Bruxelles, 5 mag. (Apcom) – L’Italia dovrebbe registrare una ripresa della crescita del prodotto interno lordo dello 0,8% nel 2010, lasciandosi alle spalle la caduta del Pil a -5,0% del 2009, arrivando poi all’1,4% nel 2011. La ripresa c’è, dunque, ma è più lenta che nell’Ue, dove la crescita del Pil sarà dell’1% nel 2010 e dell’1,75% nel 2011. Nella sola eurozona, il Pil dovrebbe crescere allo 0,9% quest’anno e all’1,5% nel 2011. Nel 2009, la crisi aveva portato a una caduta del Pil dell’Ue del 4,2% e dell’eurozona del 4,1%.

La ripresa in Italia potrebbe essere più lenta che in altri Stati membri anche perché il Paese esporta soprattutto verso il resto dell’eurozona (44% delle esportazioni) e non abbastanza verso le economie emergenti, e in particolare la Cina (solo il 2%), che stanno trainando in questa fase la crescita economica dell’Europa, in presenza di una debole domanda interna. E le importazioni nel Paese aumenteranno più delle esportazioni nel biennio 2010-2011.

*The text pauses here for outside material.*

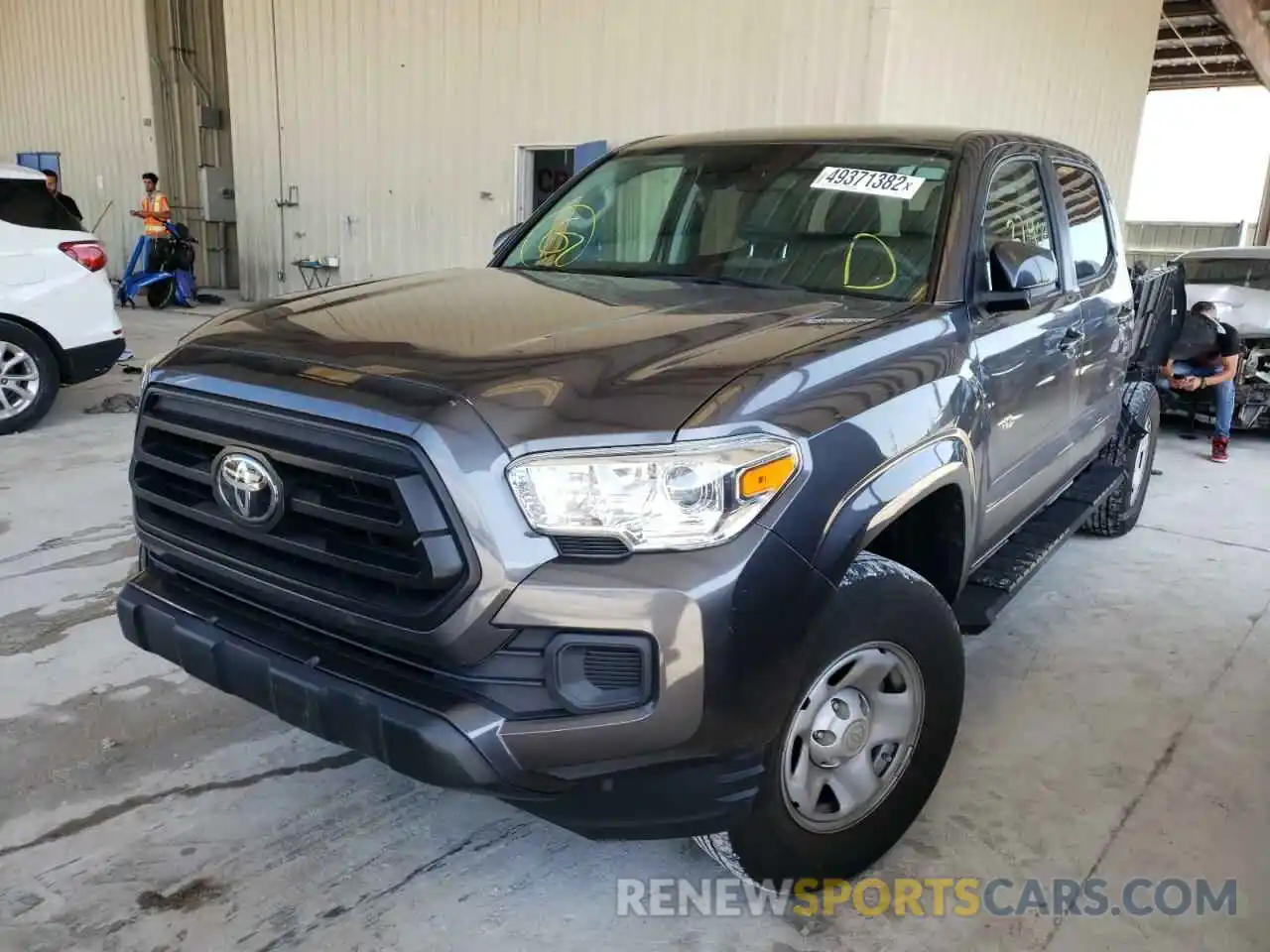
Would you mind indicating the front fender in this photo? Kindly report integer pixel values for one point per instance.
(890, 490)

E’ una delle conclusioni del capitolo dedicato all’Italia delle previsioni economiche di primavera, pubblicate oggi a Bruxelles dalla Commissione europea. La domanda dovuta ai consumi privati interni, nota la Commissione, è declinata in modo moderato in Italia durante la crisi (solo l’1,7% in meno nel 2009), anche grazie alla resistenza del mercato del lavoro e alle misure prese dal governo per sostenere i redditi delle famiglie, e in particolare gli incentivi per beni durevoli e auto a più alta efficienza energetica nel secondo e terzo trimestre dell’anno scorso.

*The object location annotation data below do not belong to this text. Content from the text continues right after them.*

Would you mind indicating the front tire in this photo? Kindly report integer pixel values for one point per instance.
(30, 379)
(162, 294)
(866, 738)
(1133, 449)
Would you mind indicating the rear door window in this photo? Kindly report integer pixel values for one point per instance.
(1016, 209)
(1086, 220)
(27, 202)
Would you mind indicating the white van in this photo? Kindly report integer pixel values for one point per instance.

Secondo la Commissione il consumo privato dovrebbe essere il maggior volano di crescita per il 2010. Ma l’Esecutivo Ue sottolinea che “una ripresa rapida e durevole nella crescita della produttività sarebbe cruciale per aumentare il basso potenziale di crescita del Pil italiano”. Quanto ai conti pubblici, la Commissione osserva che “durante la crisi, in un contesto di rischi persistenti sui mercati dei titoli di Stato, il governo ha perseguito una politica di bilancio prudente, in considerazione delle fragili finanze pubbliche dell’Italia, e in particolare del suo altissimo debito pubblico”.

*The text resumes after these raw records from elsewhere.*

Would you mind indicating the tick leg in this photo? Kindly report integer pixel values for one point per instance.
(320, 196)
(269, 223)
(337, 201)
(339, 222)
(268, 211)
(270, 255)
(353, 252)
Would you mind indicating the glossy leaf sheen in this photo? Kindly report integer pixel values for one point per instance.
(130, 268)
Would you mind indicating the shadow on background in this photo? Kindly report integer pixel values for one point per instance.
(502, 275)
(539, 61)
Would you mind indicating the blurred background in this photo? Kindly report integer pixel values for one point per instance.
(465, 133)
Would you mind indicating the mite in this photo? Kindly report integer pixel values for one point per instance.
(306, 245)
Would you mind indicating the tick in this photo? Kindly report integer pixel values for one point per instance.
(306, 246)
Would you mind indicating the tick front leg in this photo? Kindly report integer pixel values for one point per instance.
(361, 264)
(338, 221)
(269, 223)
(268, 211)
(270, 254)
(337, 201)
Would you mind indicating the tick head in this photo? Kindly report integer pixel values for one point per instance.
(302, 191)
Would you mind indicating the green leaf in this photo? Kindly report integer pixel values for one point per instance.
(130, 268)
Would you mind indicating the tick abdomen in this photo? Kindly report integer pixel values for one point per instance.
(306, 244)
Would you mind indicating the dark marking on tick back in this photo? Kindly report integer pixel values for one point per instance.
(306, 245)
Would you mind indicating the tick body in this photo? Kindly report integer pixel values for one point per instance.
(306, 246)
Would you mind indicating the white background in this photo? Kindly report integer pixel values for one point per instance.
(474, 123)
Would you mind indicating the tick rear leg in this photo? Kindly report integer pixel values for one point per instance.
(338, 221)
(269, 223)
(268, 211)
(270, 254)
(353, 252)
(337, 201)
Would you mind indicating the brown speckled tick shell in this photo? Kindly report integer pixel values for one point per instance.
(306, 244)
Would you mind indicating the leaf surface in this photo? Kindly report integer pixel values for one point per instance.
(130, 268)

Secondo le previsioni, il deficit del 2010 dovrebbe restare stabile al 5,3% rispetto al Pil (stesso dato del 2009) per poi diminuire al 5% nel 2011. Il debito pubblico continuerà invece a salire, dal 115,8% del 2009 al 118,2% quest’anno e al 118,9% nel 2011. La Commissione sottolinea che “la spesa primaria è cresciuta del 5% circa nel 2009, in modo considerevolmente più rapido rispetto alla previsione del 3% avanzata dal governo a febbraio 2009 nel suo programma di stabilità aggiornato”.

L’avanzo primario del bilancio si è ridotto fino a scomparire nel 2009, primo anno in cui il bilancio primario è stato negativo dall’inzio degli anni ’90. L’impatto di questo dato è stato per ora limitato a causa del livello storicamente basso degli interessi a breve termine s(la spesa per il servizio del debito è scesa dal 5,2% del Pil al 2008 al 4,7% nel 2009). Sul fronte delle entrate fiscali, c’è stata una caduta considerevole, alleviata in parte “dall’imposta una tantum sul capitale a seguito della rivalutazione degli asset della società e dalla tassa straordinaria sul rimpatrio dei capitali detenuti illegalmente all’estero”, ovvero lo scudo fiscale.